One of the best things about winter is that honey sells really well during cold snaps. I imagine it’s a combination of tea drinkers, bakers, winter weather pantry paranoia, and the general bounty of food that comes with the holidays and heavier meals during the winter season. While the honey section doesn’t get hit as hard as the bread shelves leading into a forecasted snowfall, it is still a significant sales event.
We’ve always directly distributed our honey, which has been important for being invested in the process, having a secure honey market, and cultivating the relationships that make it all work. Here is our end cap display in the Downtown Hy-Vee in Des Moines just a few days ago!

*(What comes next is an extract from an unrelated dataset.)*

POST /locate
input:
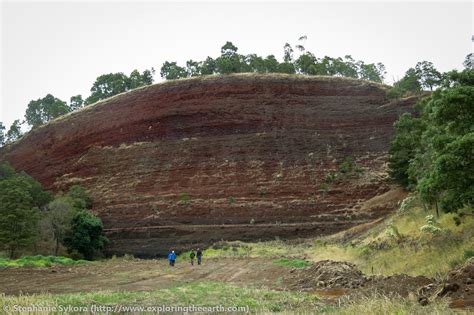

In addition to keeping customers happy, we’re naturally preparing for the upcoming bee season as well. We’re starting to get serious about booking bee orders for April and May, and I need to get back out to California to check on our bees. That should happen within a matter of days if all goes well. Our package cages arrived out there very recently to await spring bees. A lot of folks distributing packages don’t bother to reuse package cages anymore, but we still take deposits and reuse the cages whenever the logistics come together. It’s a good way to be efficient with both money and materials. Here are some of the pallets bundled for their trek back to the west:
The last several months have disappeared in a flash, and I presume the next several will prove similarly fleeting. At least it is a joyful adventure!